My own view is that we should always be guided by caution and evidence. This can sometimes make one slower to arrive at a conclusion. But on balance the conclusions tend to be better and less driven by emotion or self-interest.

Yesterday I called Comey’s decision “badly mishandled” while not seeing any reason to ascribe it to partisan motivation or bad faith, largely based on prior history. I think both still apply today, as I noted in this afternoon’s post. What has changed is we have substantially new evidence on two and perhaps three points. The first is we now know Comey realized the risk that his cryptic and opaque letter would be misunderstood, indeed tendentiously misconstrued and mischaracterized. Of course that is precisely what happened. Relatedly, we know he discussed this with Attorney General Lynch who made clear that this would contravene long-standing DOJ guidelines about dealing with such cases.
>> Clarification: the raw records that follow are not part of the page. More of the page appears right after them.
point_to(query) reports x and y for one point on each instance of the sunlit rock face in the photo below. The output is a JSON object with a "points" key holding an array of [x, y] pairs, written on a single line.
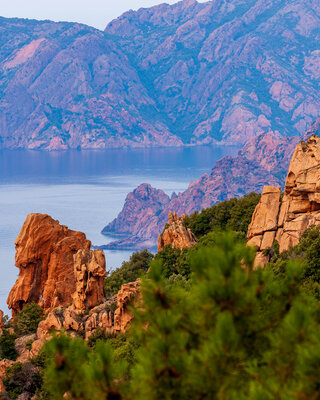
{"points": [[176, 234], [299, 209], [56, 267]]}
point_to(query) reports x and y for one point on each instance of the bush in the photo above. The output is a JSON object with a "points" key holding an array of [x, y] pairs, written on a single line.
{"points": [[234, 214], [235, 333], [27, 321], [307, 252], [130, 271], [7, 345], [22, 378]]}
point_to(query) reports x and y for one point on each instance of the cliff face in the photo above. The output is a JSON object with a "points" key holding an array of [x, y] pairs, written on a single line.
{"points": [[300, 206], [263, 160], [56, 267], [176, 234], [184, 73], [217, 70], [66, 85]]}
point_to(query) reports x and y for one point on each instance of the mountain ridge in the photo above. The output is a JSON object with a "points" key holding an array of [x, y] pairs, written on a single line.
{"points": [[170, 75]]}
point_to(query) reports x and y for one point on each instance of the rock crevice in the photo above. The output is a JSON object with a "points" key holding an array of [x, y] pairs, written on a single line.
{"points": [[300, 206], [56, 267]]}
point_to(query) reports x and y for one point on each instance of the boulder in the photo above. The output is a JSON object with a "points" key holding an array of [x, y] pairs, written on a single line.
{"points": [[176, 234], [128, 293], [90, 272], [300, 206], [51, 272]]}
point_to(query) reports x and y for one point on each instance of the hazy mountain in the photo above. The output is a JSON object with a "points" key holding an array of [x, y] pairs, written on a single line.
{"points": [[222, 71]]}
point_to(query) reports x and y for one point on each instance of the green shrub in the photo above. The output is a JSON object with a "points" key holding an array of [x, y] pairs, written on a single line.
{"points": [[22, 378], [27, 321], [235, 333], [234, 214], [130, 271]]}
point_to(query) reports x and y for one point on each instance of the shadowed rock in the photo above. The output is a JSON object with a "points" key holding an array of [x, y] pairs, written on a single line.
{"points": [[51, 273], [300, 206], [176, 234]]}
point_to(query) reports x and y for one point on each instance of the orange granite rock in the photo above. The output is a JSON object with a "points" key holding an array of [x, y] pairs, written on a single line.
{"points": [[176, 234], [90, 271], [122, 316], [4, 364], [300, 206], [48, 275]]}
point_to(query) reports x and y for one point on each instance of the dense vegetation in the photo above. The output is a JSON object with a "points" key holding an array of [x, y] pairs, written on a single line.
{"points": [[307, 252], [27, 321], [210, 327], [233, 333], [234, 215], [230, 215]]}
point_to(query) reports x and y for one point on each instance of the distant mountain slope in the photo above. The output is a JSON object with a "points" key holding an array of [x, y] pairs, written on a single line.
{"points": [[67, 85], [226, 70], [217, 72]]}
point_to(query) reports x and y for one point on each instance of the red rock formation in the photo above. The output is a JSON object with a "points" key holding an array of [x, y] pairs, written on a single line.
{"points": [[45, 253], [263, 160], [176, 234], [4, 364], [90, 271], [112, 316], [300, 206], [130, 292]]}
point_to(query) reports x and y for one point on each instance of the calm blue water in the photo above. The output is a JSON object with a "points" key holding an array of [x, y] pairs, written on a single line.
{"points": [[85, 190]]}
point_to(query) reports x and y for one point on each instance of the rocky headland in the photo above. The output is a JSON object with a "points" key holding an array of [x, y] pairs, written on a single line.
{"points": [[285, 219], [187, 73], [263, 160], [176, 234]]}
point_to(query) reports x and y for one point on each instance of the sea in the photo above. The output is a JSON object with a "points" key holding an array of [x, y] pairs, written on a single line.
{"points": [[86, 189]]}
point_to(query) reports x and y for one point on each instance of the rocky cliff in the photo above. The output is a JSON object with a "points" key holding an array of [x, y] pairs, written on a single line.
{"points": [[56, 267], [176, 234], [214, 72], [110, 317], [286, 220], [263, 160]]}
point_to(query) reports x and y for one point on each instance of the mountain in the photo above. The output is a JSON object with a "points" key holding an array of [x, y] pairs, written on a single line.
{"points": [[223, 71], [65, 85], [264, 160]]}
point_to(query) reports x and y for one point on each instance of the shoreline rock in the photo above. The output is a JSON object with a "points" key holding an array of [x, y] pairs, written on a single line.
{"points": [[286, 220], [56, 267]]}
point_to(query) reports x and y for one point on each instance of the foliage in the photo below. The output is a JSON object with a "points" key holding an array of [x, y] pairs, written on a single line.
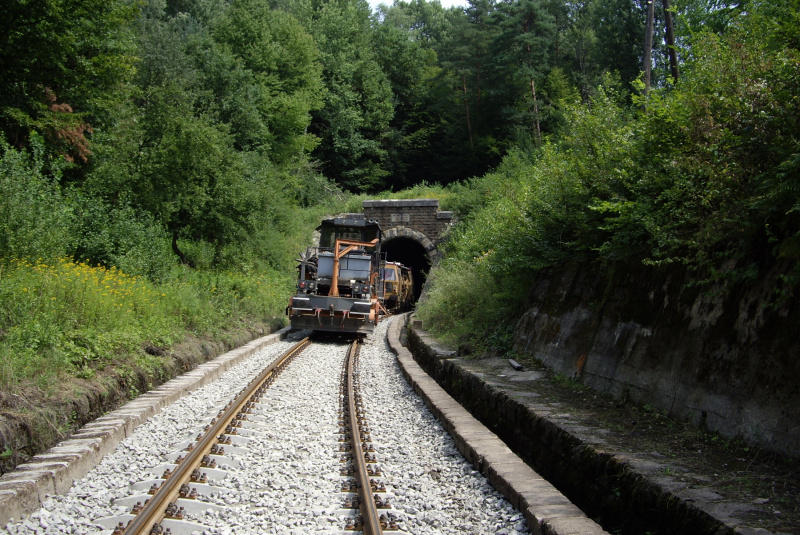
{"points": [[704, 174], [62, 73], [35, 218], [63, 318]]}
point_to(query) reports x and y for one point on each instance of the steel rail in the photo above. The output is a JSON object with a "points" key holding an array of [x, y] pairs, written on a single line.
{"points": [[369, 511], [155, 509]]}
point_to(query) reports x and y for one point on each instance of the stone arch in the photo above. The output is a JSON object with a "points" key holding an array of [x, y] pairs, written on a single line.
{"points": [[417, 236], [413, 249]]}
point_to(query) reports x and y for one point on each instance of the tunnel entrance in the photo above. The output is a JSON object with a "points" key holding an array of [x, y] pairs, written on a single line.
{"points": [[411, 254]]}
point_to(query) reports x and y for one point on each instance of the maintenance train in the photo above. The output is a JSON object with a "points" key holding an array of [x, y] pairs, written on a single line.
{"points": [[340, 281]]}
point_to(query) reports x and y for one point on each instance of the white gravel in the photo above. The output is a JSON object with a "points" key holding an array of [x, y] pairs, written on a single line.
{"points": [[286, 479]]}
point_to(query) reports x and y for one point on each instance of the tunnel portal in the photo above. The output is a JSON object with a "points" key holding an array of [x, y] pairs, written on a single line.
{"points": [[411, 254]]}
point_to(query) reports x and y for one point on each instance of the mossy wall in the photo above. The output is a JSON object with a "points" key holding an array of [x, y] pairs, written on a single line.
{"points": [[724, 357]]}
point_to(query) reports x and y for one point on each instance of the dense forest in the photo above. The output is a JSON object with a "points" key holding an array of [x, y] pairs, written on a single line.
{"points": [[162, 161]]}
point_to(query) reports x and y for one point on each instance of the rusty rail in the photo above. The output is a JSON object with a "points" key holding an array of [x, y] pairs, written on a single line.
{"points": [[367, 505], [154, 510]]}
So, amply warned; knew the risks.

Second, we’ve now had a flurry of news reports about just what the FBI found. There is a lot of reporting and some of it is contradictory. But the totality of the reporting suggests that what the FBI found were emails from Huma Abedin (perhaps in contact with Hillary Clinton, perhaps not) on a computer used by both her and her estranged husband, Anthony Weiner.

They didn’t know whether they contained classified information or even if they were new emails as opposed to copies of emails already scrutinized before Comey’s July announcement. We cannot know for certain what the facts are without a detailed, official explanation from the FBI. But the common denominator of basically all the overnight reporting suggests the FBI really had no new evidence at all. It had electronic records which they decided should be reviewed to see if there might be new evidence. The fact that they had not yet confirmed whether these emails were even new is the greatest confirmation of this. De-duping software is pretty advanced these days. This strongly suggests the emails haven’t been reviewed at all.

So more awareness and counsel of the risks, dramatically less support for anything new in the investigation. Taken together that makes what already looked like a very poorly handled decision look like an egregiously handled decision and one that puts Comey’s judgment under real question.

Evidence, facts, new things you know change things. This is a good way to approach life.